Cela se passe au coin d’un improbable
bar d’hôtel, quelque part en Amérique du Nord, là où les hommes d’affaire et
autres représentants de commerce se retrouvent avant le dîner pour boire une
bière dans une informelle convivialité dont les américains ont le secret.
On échange alors quelques mots sur
l’air du temps et ses origines, dans un pays où les racines permettent d’afficher
son appartenance à la communauté portant haut la bannière étoilée.
A ma gauche le gars est Américain, fier
de ses racines Texanes.
Je me présente comme Français ce qui
fait réagir mon voisin de droite qui ne situe pas vraiment la France en Europe.
Et d’ajouter sans complexe :
-
Tu
sais nous c’est l’Amérique d’abord !
C’est alors qu’un troisième gars
intervient spontanément comme un joker sortant de sa boite.
-
L’Amérique,
de quelle Amérique parlez-vous les gars ?
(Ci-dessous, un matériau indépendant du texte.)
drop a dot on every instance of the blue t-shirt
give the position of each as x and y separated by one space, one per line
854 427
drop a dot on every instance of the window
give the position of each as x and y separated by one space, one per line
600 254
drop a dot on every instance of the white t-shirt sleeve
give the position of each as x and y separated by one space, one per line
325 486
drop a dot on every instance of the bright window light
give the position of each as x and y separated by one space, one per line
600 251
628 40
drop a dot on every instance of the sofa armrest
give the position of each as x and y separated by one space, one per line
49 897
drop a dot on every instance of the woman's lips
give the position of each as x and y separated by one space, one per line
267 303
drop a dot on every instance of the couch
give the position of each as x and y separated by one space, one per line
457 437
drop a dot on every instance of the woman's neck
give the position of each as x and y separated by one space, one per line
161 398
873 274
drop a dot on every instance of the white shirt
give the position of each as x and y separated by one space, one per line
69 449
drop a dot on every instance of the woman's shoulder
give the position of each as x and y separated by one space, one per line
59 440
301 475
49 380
Surpris, tous les regards convergent
alors vers lui, ce qui je crois était l’effet attendu.
-
Ben
oui les gars, moi aussi je suis Américain. Mais du Canada. Et regardez là-bas –
pointant du doigt un beau poupon dépassant largement le quintal en train de
siroter un Coca – et bien lui aussi est Américain, mais probablement du
Mexique. L’Amérique les gars, ce n’est pas que les Etats-Unis, et heureusement…
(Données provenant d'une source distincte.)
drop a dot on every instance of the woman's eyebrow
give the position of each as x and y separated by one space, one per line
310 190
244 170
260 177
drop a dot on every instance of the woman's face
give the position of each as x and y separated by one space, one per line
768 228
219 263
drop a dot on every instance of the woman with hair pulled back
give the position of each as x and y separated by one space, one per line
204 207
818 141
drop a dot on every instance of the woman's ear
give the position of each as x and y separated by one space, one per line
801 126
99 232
La seconde qui suit est comme suspendue
aux réactions des types assis autour moi. Un instant je crains l’incident, le
temps pour l’auditoire de reprendre une gorgée.
-
Comment
tu t’appelles mon gars ? lui demande un autre solide gaillard accoudé sur
le Zinc, dans un costume élimé trop grand.
-
Gratien,
Américain Canadien du Québec.
-
Okay,
okay Gratien, t’as pas tort. Sauf que dans le rêve Américain, l’Amérique c’est
la nôtre.
-
Pas
complètement faux les gars, et l’assistance de partir alors dans une franche
rigolade.
Du coup je ne résiste pas au plaisir d’échanger
quelques mots en Français avec cet Américain francophone, digne représentant
d’une communauté sous pression culturelle, et fier de revendiquer crânement sa
différence.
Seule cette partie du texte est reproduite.